Arduino is cheap and easy to program. The Arduino Uno (ATmega328 chip) is not powerful enough to support USB profiling by it’s own so you need to reprogram the side ATmega16u2 chip to use the secondary chip as a USB host. Unfortunately, the latency is quite high for input (~50ms) and debugging a chore. To switch between a keyboard and programmer function, you need to short a jumper pin and reconnect the USB every time. A more powerful Arduino Leonardo or even the Pro Micro or Pico is recommended.

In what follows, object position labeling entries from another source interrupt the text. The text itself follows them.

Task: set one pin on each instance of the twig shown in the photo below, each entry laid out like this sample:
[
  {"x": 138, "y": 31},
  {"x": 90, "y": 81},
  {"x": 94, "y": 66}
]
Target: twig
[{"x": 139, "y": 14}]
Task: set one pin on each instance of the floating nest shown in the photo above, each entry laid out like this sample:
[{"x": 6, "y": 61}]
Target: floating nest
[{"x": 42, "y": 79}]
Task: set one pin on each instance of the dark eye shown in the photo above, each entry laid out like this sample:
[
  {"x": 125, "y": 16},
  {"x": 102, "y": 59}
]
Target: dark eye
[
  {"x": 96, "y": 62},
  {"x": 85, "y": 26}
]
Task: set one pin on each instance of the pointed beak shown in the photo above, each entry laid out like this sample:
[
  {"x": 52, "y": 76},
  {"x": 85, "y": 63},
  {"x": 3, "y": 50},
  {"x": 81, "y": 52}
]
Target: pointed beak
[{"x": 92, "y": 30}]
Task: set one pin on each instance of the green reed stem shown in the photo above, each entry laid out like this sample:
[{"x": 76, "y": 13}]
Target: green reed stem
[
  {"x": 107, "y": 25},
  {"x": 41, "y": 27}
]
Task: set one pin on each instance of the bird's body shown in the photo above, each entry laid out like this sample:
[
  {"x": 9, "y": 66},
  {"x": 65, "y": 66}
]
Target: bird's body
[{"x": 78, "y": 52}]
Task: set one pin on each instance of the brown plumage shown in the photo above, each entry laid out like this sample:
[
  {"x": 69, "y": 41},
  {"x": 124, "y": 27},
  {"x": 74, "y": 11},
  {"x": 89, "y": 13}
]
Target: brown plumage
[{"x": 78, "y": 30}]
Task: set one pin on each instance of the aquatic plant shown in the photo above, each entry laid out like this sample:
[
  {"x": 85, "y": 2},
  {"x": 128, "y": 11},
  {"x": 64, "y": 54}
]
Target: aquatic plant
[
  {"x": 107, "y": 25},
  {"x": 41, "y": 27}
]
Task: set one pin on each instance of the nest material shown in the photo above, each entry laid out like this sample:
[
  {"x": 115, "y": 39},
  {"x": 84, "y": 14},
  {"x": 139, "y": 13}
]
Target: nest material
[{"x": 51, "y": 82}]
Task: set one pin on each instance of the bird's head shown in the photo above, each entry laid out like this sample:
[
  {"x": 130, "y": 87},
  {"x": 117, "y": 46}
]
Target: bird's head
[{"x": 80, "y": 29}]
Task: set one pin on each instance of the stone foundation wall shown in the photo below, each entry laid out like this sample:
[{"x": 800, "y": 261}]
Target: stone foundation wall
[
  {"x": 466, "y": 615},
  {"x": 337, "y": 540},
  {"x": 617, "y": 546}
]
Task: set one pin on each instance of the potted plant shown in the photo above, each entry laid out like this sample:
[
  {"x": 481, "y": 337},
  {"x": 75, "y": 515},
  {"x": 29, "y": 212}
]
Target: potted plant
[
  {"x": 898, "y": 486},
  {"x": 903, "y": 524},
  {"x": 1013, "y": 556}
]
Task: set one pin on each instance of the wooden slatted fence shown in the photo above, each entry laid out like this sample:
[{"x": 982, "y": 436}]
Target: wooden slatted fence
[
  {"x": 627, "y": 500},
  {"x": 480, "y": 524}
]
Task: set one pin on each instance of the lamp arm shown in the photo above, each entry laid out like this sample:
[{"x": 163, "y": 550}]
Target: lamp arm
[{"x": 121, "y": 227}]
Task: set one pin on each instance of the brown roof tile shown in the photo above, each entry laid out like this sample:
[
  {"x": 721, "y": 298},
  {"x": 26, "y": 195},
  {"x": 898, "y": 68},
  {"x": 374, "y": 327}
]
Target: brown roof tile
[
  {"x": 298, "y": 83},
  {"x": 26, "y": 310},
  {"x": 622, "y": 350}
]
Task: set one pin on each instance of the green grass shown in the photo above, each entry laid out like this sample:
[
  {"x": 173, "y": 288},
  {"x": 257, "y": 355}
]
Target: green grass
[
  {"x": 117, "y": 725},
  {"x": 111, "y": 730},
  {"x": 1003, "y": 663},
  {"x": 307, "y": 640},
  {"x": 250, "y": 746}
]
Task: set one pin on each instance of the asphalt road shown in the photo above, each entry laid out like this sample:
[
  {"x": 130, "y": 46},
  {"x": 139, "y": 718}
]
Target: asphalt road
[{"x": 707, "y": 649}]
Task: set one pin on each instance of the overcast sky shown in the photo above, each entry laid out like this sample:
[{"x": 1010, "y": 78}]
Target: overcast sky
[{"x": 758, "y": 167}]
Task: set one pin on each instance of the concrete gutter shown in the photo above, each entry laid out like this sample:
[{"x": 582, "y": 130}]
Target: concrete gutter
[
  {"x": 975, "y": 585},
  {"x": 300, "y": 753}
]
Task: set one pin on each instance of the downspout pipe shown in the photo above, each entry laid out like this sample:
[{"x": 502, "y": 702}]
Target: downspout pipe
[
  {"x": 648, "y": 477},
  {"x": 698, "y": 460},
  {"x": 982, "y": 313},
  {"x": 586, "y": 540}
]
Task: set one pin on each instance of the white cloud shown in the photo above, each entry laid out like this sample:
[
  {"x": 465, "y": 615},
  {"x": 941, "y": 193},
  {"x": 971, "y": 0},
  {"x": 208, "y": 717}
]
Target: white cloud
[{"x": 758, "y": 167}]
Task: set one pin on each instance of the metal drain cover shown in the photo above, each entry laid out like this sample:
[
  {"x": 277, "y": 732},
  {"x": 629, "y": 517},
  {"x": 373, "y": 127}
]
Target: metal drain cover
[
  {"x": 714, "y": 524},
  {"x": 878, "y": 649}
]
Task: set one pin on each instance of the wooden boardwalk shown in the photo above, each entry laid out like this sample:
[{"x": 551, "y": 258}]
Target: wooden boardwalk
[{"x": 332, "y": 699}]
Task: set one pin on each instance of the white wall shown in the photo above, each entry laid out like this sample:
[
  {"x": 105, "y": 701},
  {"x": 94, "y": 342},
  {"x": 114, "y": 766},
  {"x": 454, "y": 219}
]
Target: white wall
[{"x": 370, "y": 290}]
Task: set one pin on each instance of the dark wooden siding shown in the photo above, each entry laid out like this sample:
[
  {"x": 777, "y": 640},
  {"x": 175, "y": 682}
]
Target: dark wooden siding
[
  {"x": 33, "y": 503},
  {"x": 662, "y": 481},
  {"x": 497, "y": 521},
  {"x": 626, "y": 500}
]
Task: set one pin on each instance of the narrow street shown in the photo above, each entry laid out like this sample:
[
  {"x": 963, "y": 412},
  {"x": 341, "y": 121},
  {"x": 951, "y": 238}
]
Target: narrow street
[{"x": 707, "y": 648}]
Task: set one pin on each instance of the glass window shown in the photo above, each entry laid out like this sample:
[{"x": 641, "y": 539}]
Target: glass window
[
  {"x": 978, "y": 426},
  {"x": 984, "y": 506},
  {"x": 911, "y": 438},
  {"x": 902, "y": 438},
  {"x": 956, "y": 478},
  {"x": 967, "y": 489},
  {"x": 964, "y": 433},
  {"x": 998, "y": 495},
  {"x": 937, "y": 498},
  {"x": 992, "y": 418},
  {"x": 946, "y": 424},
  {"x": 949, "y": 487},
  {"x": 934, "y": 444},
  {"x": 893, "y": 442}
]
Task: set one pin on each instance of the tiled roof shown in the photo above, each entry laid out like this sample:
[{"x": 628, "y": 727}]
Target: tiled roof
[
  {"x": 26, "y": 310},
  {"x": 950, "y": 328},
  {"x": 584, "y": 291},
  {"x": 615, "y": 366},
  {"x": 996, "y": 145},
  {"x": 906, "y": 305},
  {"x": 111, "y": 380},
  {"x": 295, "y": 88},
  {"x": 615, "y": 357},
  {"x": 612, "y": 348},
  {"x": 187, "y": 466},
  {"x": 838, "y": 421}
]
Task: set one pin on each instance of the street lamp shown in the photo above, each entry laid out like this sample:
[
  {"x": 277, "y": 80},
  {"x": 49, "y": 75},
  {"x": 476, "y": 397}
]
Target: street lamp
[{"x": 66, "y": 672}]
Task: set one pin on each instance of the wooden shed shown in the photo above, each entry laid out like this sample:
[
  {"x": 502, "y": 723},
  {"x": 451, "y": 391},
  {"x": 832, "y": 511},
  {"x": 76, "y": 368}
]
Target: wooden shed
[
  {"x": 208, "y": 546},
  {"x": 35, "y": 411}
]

It is wise to add LED indicators as debugging via the Serial console can prove annoying. Nothing like realtime visual feedback.

circuits

You see two arduinos here because one of them is just providing power. I think there shouldn’t be a need for this but USB limits to 100mA by default and my op amp may draw up to 50 mA of power. The arduino board itself also needs 50 mA so it’s a close call and I was definitely having stability issues where only a subset of the op-amps worked when everything was powered through my laptop. The use of arduino pro micro or nano will have lower power footprint than the uno.

Assembly

assembly

The panels were hand cut from a old projector TV. The plastic itself was only 1/32 “ at most so I supplemented it with ¾” of MDF. Alternatively, ¾" acrylic panels or ½" polycarbonate sheets and cut them on a bandsaw. It turns it it actually hurts to play bare foot.

Final Impressions

Not bad for a first prototype. The whole design needs a reworking but I can perform just as well if not better than on my old foam pads. Some points taken:

On that last point, I have here a heat map of my Right panel readings. A gallon of water was placed at 2 inch intervals on a panel. You can probably guess where the tip of the sensor is residing. It’s not perfect. The raw values are taken straight from the DAC in signed integer from -512 to 512. The pads are of course zeroed so no weight is registered as zero.

pad heat map

A rebuild is definitely in the planning as I’m hoping to create another pad for the purpose of playing doubles or versus!

Future Work

There is a lot to do! New Features I want to add:

  1. Lighting (externally powered LED’s)
  2. Thinner, flexible transparent panels with better mounting onto frame
  3. Proper PCB
  4. Just use the better arduino

Appendix

Links

  1. Github Source
  2. Wheatstone Bridge & Load Cells on Wikipedia
  3. Stepmania and user packs
  4. Technomotion Ghetto.io interface on github useful bits on ddr/piu here too!
  5. HackMyCab, a guide on modding and maintaining DDR machines


  1. one only needs note its limited availability on second-hand markets, its still high price point, its dead-heavy weight, its voluminous spacious body, its 1000W energy hogging power supply, and its additional maintenance costs to reconsider).If you ever try moving a single 100kg pump it up pad up and down a narrow staircase? It has no places to grip and really awkward.
  2. These simfiles are of course, shared pretty much without concern for “digital rights” /s
  3. The StepmaniaX development team has a long and complicated history with DDR when it released ITG in 2005. What’s notable about the SMX pads themselves is they feature an additional center arrow, but it’s modular design allows for quick swapping.
  4. So not quite. But for this project, you would want thick beams and welding. It will probably be more expensive. I also know next to nothing about metalworking.
  5. Arcade pads are commonly ‘tape-modded’ or penny-modded to achieve the same effect. It works well but can be prone to fluctuate.